Once, the guy who read the important global news at the assembly was the younger brother of a classmate of mine.  When reading a few sentences about the Iran-Iraq war, he referred to the then-new leader of Iran, Ayatollah Khomeini, as "Mr. Ayatollah." The news junkie that I was even back then, I thought it was bizarre that he said "Mr. Ayatollah."  I can't help but smile even now, though decades have gone by. 

It was during the early stages of the Iran-Iraq war and The Hindu provided reports on the war every single day.  That war was a big reason why "Mr. Ayatollah" was often mentioned at the news reports during the weekly assembly.

"Mr. Ayatollah" Khomeini has been gone for a while.  There is another "Mr. Ayatollah" in place--Khamenei, who succeeded Khomeini, as if the theocracy was hell bent on making us as confused as one can be when watching the old Abbott and Costello routine on "Who's on first."

In yesterday's post, I referred to the Subcontinent as has always been in the middle of it all, with people coming in from the west or the north, and occasionally over the waters, despite being bordered by mountains in the north, desert in the west, and open waters around the peninsula.  Iran doesn't enjoy such naturally protective boundaries all around, and has truly been in the middle of it all, and this was also key to its magnificence:

It is not an accident that Iran was the ancient world’s first superpower. There was a certain geographic logic to it. Iran is the greater Middle East’s universal joint, tightly fused to all of the outer cores. Its border roughly traces and conforms to the natural contours of the landscape—plateaus to the west, mountains and seas to the north and south, and desert expanse in the east toward Afghanistan. For this reason, Iran has a far more venerable record as a nation-state and urbane civilization than most places in the Arab world and all the places in the Fertile Crescent. Unlike the geographically illogical countries of that adjacent region, there is nothing artificial about Iran.

India is a made-up country, an artificial construct.  Iran, however, has a long and rich history with a clear identity.

How do women fit into that identity?

A good number of women in Iran decided that they have had it with Khamenei and Khomeini defining womanhood.  Now, men too have joined their protests against the theocracy.

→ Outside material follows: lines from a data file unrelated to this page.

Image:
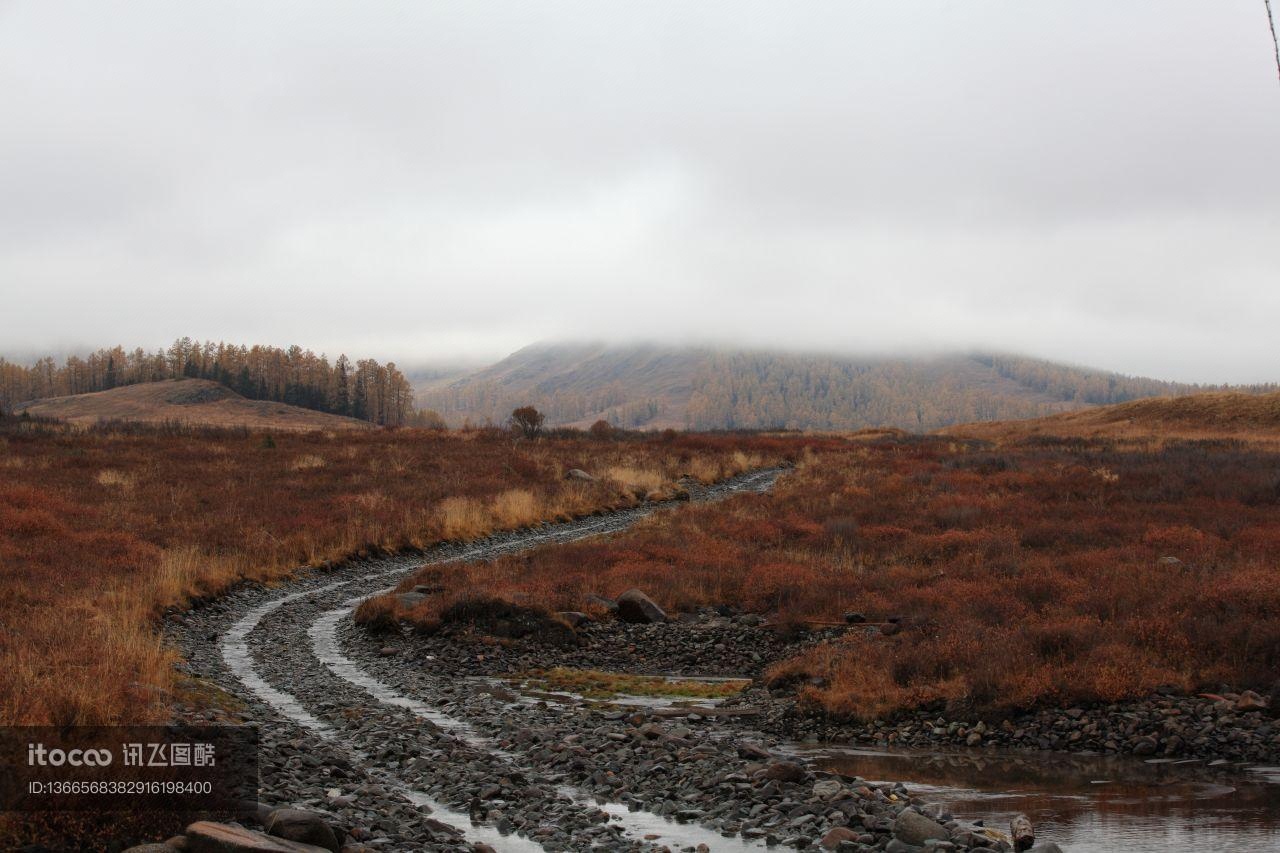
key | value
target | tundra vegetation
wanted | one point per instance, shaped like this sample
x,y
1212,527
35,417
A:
x,y
991,576
103,529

It is more than eight weeks of protests, which have not let up, and the world has not figured out how to respond to it.  Even doctors have taken to the streets chanting "death to the dictator."  The response from the dictator, Khamenei, has been brutal:

Security forces, mostly plainclothes agents, had set up positions around the building and vans were parked nearby to transport detainees. Then, without warning, riot police on motorcycles began shooting metal pellets at the crowd, two witnesses told The Washington Post. 

“They were shooting with guns, nonstop, everyone started running,” said a doctor who provided a written account of the attack. 

“They used shotguns [with pellets], batons and tear gas without any limitation,” another doctor recalled. “They beat a young woman dentist and an old physician about 70 [years old] on their heads and they fell on the ground.”

Back when I was in high school, I would never have imagined that forty years later Iranians would be fighting for their rights and risking their lives while protesting against "Mr. Ayatollah"!  Forty years.  Four decades under two Mr. Ayatollahs.  How godawful that such oppression is carried out under the name of god!


From the source:
A top Iranian actress has posted an image of herself on Instagram without a headscarf to signal solidarity with anti-government demonstrations.
Taraneh Alidoosti - best known for her role in the Oscar-winning film The Salesman - also held a sign reading "Woman, Life, Freedom" in Kurdish.